Zmyślali prawie wszyscy. Jerzy Korczak po wielu latach napisał dla “Tygodnika Powszechnego” artykuł, w którym jako własne wspomnienia przedstawił historię, którą opowiedział mu przyjaciel. Jak pisze Bikont: “z całkowitą dezynwolturą udawał kogoś innego i opowiadał nieprawdopodobne historie”. Tacy ludzie też tworzyli historię Holokaustu i dzisiaj jest najwyższy czas, by przyjrzeć się jej krytycznie przy maksymalnym szacunku. Bikont robi to doskonale, a do tego potrafi pisać i trzymać książkę w ryzach tak metodologicznych jak i strukturalnych.
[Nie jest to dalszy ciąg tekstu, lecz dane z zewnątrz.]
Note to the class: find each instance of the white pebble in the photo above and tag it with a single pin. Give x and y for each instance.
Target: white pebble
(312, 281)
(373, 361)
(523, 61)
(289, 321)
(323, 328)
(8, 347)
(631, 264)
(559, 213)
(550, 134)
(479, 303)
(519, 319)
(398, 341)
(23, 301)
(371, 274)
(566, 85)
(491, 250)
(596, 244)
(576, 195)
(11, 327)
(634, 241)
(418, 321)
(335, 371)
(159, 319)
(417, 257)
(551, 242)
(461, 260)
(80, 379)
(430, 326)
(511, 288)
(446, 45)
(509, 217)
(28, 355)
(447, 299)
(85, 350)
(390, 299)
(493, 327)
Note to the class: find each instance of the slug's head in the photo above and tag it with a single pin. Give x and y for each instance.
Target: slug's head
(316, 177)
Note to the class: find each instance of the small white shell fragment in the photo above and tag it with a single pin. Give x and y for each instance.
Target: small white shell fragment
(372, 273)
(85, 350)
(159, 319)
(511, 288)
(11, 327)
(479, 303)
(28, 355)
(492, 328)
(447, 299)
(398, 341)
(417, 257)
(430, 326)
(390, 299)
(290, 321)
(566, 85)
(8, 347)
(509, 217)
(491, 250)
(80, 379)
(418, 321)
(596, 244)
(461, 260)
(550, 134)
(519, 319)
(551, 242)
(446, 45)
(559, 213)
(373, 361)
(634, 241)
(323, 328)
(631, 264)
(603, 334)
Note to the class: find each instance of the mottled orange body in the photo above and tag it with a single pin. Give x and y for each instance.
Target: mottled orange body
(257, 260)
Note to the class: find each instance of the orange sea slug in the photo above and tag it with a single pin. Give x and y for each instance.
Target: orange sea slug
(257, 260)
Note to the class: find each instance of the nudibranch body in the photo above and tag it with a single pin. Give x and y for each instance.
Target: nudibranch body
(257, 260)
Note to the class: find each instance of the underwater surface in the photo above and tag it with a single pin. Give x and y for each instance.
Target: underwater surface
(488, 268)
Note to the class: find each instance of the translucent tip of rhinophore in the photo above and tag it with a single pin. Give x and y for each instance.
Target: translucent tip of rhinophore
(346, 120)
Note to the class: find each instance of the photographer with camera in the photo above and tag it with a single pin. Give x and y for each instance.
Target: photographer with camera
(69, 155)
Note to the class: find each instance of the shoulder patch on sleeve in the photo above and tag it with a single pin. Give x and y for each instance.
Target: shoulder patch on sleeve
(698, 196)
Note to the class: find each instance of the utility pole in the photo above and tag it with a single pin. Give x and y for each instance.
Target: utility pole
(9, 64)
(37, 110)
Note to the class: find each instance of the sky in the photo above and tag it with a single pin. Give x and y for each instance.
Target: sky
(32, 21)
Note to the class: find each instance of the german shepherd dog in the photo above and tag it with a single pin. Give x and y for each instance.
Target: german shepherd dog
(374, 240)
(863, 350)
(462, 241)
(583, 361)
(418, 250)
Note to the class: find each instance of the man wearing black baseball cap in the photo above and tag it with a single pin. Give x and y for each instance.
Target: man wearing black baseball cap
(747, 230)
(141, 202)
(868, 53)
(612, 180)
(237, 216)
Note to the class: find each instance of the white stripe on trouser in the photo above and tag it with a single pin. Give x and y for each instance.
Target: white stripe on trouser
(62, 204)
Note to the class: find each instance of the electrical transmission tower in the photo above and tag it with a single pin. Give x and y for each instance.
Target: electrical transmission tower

Ma autorka skłonność do prywatnych wtrętów (uczciwie pisząc, że dany akapit nic nie wnosi do snutej opowieści), ciekawych dywagacji (“ciekawe jak często mówiąc o polskich żydach, używa się terminu “z bardzo zasymilowanej rodziny, jakby to był stały związek frazeologiczny, bilet wprowadzający do polskości”) i refleksji pozornie odległych od głównego tematu książki, ale jakże ważnych (analiza opowiadań Wojdowskiego). Wielokrotnie odsłania swój niezwykły warsztat - wyjazdy do archiwów, poszukiwania choćby skrawka ważnej notatki, wywiady z często trudnym rozmówcami. Gdy rozmawia z Elżbietą Ficowską, o której “wszyscy” wiedzą, że rozmówczynią bywa trudną, pisze: “próbowałam tak zadać pytanie, by nieurazić Elżbiety, więc nieco się plątałam” i przepisuje swoje pytanie, faktycznie nieporadne i zapętlone ohydnie.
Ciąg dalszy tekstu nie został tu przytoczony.